One of the themes I'll keep coming back to is how things are often not how you have assumed they are, and how there are always opportunities to learn something new about Oracle. I am quite familiar with histograms in Oracle from reading the manuals and white papers, but have always left it to Oracle to decide what columns histograms were needed. This is mainly due to the databases I have worked on not being large or complicated enough to need further analysis so far. But knowing the day would come when I would have to do something I thought I would review what I knew, and in doing so learnt a few new things - or rather realised that some of my assumptions had been incorrect.

Rather than re-read the manual I decided to go to a better source of knowledge rather than just raw information - Jonathan Lewis's Cost Based Oracle Fundamentals.
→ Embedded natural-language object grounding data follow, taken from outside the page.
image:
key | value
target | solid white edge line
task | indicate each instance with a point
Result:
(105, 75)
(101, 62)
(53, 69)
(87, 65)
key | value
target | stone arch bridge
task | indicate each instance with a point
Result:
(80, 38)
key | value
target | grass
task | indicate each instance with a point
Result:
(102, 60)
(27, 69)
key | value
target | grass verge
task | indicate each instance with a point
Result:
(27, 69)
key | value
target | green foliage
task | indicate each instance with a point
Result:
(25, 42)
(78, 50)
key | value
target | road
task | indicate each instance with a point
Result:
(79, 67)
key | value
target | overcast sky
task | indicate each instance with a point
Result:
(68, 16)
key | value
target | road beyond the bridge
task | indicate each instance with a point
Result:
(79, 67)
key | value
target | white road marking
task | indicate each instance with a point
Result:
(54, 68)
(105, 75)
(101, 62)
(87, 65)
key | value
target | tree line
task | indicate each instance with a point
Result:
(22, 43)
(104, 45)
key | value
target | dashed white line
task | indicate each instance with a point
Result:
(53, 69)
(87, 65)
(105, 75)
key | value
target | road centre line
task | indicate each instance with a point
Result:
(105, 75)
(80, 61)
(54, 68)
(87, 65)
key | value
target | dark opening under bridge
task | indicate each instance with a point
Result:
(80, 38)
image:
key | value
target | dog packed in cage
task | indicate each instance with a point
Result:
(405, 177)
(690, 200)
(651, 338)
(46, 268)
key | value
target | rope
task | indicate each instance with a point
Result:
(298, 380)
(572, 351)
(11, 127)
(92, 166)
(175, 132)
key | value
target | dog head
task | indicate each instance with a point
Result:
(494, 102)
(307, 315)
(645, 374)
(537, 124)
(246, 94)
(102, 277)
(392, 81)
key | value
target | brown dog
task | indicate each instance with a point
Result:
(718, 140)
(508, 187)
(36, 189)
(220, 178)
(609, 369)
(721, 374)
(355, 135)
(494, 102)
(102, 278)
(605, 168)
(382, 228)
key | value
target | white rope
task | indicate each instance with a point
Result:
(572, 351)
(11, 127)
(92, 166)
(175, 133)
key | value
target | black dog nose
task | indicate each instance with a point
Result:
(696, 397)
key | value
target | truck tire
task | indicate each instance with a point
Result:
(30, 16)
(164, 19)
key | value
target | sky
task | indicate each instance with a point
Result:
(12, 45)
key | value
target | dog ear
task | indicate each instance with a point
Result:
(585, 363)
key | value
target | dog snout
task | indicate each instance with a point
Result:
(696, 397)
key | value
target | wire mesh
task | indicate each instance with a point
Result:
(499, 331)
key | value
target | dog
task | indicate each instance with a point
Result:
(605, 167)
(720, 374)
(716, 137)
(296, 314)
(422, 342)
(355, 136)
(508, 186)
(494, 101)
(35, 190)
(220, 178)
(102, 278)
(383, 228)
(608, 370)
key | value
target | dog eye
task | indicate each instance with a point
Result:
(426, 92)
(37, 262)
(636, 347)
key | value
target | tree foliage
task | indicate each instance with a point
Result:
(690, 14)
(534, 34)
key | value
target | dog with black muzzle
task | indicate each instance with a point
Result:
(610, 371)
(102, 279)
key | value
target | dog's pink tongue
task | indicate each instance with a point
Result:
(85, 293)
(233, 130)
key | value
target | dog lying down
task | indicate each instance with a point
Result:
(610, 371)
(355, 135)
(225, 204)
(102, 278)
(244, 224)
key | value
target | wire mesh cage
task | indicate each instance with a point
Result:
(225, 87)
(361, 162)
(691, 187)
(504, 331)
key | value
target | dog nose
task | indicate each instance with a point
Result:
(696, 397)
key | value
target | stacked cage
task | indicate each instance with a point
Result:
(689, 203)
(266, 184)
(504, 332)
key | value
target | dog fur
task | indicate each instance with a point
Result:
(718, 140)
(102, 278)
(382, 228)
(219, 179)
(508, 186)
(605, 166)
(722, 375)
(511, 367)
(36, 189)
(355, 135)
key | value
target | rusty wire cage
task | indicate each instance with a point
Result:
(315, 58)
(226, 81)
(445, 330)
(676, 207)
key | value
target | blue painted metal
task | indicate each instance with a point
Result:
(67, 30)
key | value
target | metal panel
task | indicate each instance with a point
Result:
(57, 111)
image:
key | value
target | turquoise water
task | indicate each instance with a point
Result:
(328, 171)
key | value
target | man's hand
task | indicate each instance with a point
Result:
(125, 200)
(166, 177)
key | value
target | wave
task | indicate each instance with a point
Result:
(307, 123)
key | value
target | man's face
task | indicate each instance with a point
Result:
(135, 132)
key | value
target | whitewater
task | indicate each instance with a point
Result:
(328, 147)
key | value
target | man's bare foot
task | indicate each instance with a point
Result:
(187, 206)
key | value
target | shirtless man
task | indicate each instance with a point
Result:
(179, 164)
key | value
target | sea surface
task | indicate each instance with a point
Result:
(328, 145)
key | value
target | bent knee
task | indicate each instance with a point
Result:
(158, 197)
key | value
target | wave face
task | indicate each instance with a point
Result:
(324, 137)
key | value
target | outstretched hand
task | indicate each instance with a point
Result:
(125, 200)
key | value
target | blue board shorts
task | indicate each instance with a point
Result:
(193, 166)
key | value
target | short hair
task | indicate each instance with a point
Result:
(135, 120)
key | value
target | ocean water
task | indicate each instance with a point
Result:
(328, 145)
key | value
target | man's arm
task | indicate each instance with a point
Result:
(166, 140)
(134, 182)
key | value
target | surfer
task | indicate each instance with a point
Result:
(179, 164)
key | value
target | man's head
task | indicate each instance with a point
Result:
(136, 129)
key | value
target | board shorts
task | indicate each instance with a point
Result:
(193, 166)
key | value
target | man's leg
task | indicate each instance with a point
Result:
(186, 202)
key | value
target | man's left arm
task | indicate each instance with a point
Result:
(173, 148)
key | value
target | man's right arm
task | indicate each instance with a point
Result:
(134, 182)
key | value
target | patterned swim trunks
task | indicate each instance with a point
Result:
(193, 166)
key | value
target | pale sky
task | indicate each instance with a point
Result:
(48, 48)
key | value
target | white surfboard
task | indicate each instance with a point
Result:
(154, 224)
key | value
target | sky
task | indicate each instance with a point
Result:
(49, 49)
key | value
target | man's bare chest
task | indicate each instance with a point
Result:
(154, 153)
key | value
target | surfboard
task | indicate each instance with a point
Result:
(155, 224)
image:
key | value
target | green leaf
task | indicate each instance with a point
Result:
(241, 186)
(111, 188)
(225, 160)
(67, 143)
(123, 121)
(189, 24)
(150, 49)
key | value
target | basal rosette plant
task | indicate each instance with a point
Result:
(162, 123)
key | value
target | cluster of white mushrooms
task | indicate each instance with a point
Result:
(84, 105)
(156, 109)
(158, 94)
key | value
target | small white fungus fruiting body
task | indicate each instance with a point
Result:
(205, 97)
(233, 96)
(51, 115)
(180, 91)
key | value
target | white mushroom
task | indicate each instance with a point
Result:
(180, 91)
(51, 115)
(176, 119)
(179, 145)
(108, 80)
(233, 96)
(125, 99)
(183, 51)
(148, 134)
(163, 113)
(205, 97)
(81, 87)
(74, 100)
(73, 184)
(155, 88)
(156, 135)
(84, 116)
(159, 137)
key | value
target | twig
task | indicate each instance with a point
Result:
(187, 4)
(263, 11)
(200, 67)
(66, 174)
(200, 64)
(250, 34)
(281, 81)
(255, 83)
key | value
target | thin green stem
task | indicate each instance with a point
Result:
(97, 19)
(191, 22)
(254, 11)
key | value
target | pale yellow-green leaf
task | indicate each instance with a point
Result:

I already knew that Oracle had 2 types of histogram - Frequency and Height Balanced. And I knew that Frequency stored a row count per individual data value, while a Height Balanced stores a row count per range of values (strictly the row count is the same per range, and it is the data range size that varies). And I knew that the Optimizer in Oracle used this extra row count data in the histogram to calculate better estimates for row counts that would match constraints in queries. In reading the chapter on Histograms and working through the examples and doing my own tests I realised that some of my assumptions had been wrong about how Oracle uses these histograms.
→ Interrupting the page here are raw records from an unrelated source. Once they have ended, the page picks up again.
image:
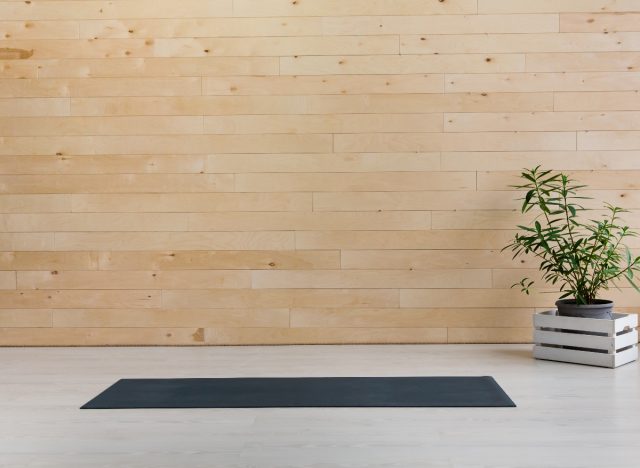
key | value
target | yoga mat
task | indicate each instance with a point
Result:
(302, 392)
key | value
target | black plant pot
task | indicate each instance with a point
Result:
(601, 309)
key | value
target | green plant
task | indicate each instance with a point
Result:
(581, 257)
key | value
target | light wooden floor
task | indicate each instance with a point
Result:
(567, 415)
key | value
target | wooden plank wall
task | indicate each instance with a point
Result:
(307, 171)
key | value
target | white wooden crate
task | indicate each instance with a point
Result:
(604, 343)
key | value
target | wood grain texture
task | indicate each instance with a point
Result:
(283, 172)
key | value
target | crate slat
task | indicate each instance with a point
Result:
(585, 357)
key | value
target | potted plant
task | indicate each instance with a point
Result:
(581, 257)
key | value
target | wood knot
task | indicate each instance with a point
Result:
(8, 53)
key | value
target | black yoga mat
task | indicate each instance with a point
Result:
(303, 392)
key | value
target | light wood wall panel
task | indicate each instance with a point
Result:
(217, 172)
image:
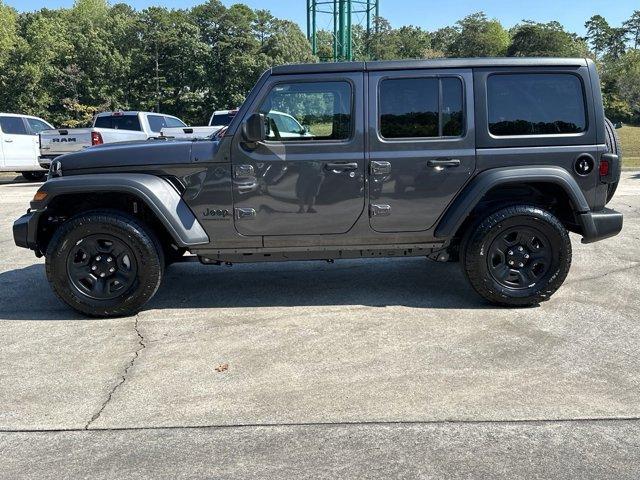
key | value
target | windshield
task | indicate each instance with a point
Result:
(222, 119)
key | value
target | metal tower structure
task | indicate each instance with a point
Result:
(338, 17)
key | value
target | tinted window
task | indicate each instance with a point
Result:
(156, 123)
(37, 125)
(412, 108)
(119, 122)
(535, 104)
(174, 122)
(452, 116)
(308, 111)
(13, 126)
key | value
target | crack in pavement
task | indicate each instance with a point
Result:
(364, 423)
(141, 346)
(595, 277)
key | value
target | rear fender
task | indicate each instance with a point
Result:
(487, 180)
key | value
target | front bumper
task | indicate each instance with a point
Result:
(600, 225)
(25, 230)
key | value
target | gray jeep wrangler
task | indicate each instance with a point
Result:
(489, 162)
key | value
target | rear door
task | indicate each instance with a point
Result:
(18, 144)
(308, 176)
(422, 145)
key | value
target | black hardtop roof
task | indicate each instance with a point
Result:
(426, 64)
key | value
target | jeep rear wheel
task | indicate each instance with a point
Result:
(517, 256)
(104, 264)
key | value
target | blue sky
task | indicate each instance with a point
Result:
(425, 13)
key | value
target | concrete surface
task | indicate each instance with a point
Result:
(360, 369)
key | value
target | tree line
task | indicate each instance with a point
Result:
(67, 64)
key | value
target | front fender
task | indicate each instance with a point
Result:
(157, 194)
(472, 194)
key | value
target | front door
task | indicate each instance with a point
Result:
(18, 145)
(422, 145)
(308, 176)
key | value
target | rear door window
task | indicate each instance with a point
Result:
(429, 107)
(119, 122)
(535, 104)
(13, 126)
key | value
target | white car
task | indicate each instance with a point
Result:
(283, 125)
(19, 148)
(108, 127)
(219, 120)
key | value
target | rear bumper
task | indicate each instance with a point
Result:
(25, 231)
(45, 162)
(600, 225)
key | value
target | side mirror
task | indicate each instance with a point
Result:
(254, 129)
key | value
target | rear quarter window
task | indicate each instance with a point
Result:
(13, 126)
(535, 104)
(119, 122)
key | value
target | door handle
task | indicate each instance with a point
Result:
(341, 166)
(444, 162)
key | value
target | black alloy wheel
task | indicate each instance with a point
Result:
(519, 257)
(101, 267)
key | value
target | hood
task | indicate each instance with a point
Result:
(129, 154)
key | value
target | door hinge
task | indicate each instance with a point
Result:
(243, 171)
(379, 167)
(245, 213)
(379, 210)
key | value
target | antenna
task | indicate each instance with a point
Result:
(339, 16)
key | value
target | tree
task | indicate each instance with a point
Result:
(444, 38)
(479, 37)
(623, 86)
(412, 42)
(598, 34)
(617, 42)
(287, 44)
(633, 27)
(531, 39)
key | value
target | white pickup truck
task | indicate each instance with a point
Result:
(219, 120)
(108, 127)
(19, 150)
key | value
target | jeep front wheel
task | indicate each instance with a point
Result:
(104, 264)
(517, 256)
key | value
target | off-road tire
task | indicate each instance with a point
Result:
(143, 244)
(478, 244)
(34, 176)
(613, 144)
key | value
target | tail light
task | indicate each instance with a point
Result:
(96, 138)
(609, 168)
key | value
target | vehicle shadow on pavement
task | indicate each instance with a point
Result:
(26, 295)
(410, 282)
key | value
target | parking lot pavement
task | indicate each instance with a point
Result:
(395, 361)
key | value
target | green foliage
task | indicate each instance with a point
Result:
(531, 39)
(479, 37)
(67, 64)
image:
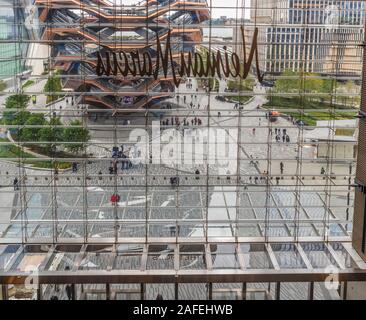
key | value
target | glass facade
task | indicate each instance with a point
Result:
(165, 140)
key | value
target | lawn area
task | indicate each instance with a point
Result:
(242, 99)
(309, 117)
(10, 151)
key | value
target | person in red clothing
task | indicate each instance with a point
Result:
(115, 198)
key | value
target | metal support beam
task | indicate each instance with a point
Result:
(345, 285)
(278, 290)
(176, 294)
(73, 292)
(4, 292)
(244, 291)
(311, 291)
(142, 291)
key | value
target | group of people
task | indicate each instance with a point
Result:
(177, 122)
(280, 135)
(117, 153)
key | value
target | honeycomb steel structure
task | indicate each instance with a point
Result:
(104, 27)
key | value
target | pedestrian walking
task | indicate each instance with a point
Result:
(16, 184)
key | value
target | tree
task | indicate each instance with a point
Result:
(75, 133)
(53, 85)
(3, 85)
(17, 101)
(32, 134)
(312, 82)
(51, 133)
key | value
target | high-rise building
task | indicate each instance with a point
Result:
(310, 36)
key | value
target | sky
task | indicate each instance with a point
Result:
(226, 7)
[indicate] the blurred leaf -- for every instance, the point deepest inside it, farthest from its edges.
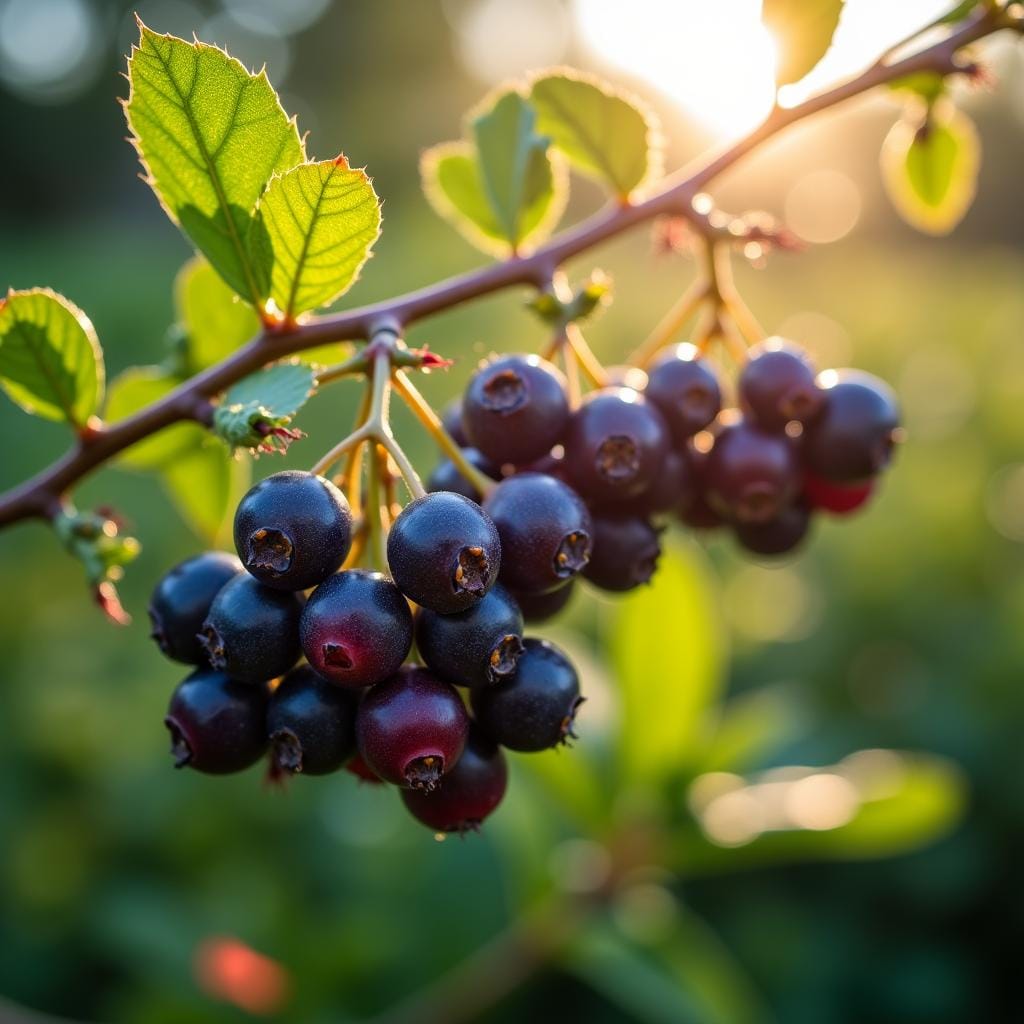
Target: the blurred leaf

Assumption 1 - Oracle uses all the entries in a histogram to calculate its row count estimate

I knew this to be true for a Frequency Histogram, and had assumed something similar for a Height Balanced one. But I was wrong. In a height balanced histogram although Oracle may have up to 254 buckets, it only uses the ones that contain the same end point values to identify "popular values" - those that occur more frequently than the width of a single bucket, and so span more than one bucket in size. For all other values it ignores the histogram completely and uses the column level Density statistic in the same manner as if there were no histogram.
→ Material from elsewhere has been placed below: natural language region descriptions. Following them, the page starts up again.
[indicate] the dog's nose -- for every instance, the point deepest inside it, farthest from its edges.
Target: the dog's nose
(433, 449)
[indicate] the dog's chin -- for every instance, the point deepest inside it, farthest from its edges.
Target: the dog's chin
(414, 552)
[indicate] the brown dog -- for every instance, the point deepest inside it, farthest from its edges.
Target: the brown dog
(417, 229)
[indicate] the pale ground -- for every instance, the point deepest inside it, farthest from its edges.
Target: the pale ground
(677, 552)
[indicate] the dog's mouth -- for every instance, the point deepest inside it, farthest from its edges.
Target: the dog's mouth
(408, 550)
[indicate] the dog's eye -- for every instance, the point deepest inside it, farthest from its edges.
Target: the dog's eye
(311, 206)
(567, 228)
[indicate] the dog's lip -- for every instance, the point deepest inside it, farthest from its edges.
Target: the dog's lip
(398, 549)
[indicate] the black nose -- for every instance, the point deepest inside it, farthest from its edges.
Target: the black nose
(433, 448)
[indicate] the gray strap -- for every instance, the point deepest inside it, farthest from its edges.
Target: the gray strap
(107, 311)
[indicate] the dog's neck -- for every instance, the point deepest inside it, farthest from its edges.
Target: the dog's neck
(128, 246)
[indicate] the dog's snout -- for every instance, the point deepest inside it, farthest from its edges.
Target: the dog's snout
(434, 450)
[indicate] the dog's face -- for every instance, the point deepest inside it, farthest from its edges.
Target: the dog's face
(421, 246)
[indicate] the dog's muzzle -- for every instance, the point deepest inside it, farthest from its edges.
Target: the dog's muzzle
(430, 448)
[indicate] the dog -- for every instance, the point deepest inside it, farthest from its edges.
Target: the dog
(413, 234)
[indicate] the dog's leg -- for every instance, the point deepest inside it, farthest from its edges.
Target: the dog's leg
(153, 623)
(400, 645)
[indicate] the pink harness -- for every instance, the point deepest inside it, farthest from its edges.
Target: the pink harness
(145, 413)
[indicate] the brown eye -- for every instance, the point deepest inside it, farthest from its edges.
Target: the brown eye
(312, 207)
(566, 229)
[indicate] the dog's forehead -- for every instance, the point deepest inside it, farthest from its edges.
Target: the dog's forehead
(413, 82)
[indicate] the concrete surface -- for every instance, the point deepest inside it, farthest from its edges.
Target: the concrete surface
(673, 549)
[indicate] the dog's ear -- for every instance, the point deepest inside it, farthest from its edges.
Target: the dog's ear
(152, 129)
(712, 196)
In other words there is a threshold, being the number of rows covered by a single bucket. For data values that occur more often than this and are also recorded in two or more buckets in a height balanced histogram, the Optimizer uses the number of buckets to calculate the estimated row count, along with the number of rows per bucket. For all other values Oracle assumes a uniform distribution and uses the column level Density statistic. This will not be the same as one over the Number of Distinct Values (NDV), but is calculated differently to remove the effect of the rows for those popular values i.e. the Density is lowered to the average of the "unpopular" values.

Assumption 2 - A Frequency Histogram has an entry for all data values occurring in the table

This is true if either the table is relatively small, or you force Oracle to read all the data rows when gathering statistics. If you leave Oracle to use its default sampling method and you have a large table then some values may not be sampled, and they will be missing from the Frequency Histogram produced.

What Oracle does is to calculate and store a Density value for the column that is half that of the least frequent occurring value in the histogram. Values that appear in query constraints that do not appear in the Frequency Histogram are therefore assumed to occur at half the row count of the value with the smallest row count in the histogram. So again, the Optimizer may end up not using a histogram that exists and instead use the Density statistic of the column when executing a particular query.

None of this is new, and I was able to double check this via various other sources. It was just another thing to add to the list of assumptions I've made in the past that turn out not to be true. Even with histograms in place there is a reasonable chance that the Optimizer will actually not be using the histogram itself but instead the Density statistic value of the column. And also changing the value of the Density for the column can have an impact on queries, even when there is a histogram on that column.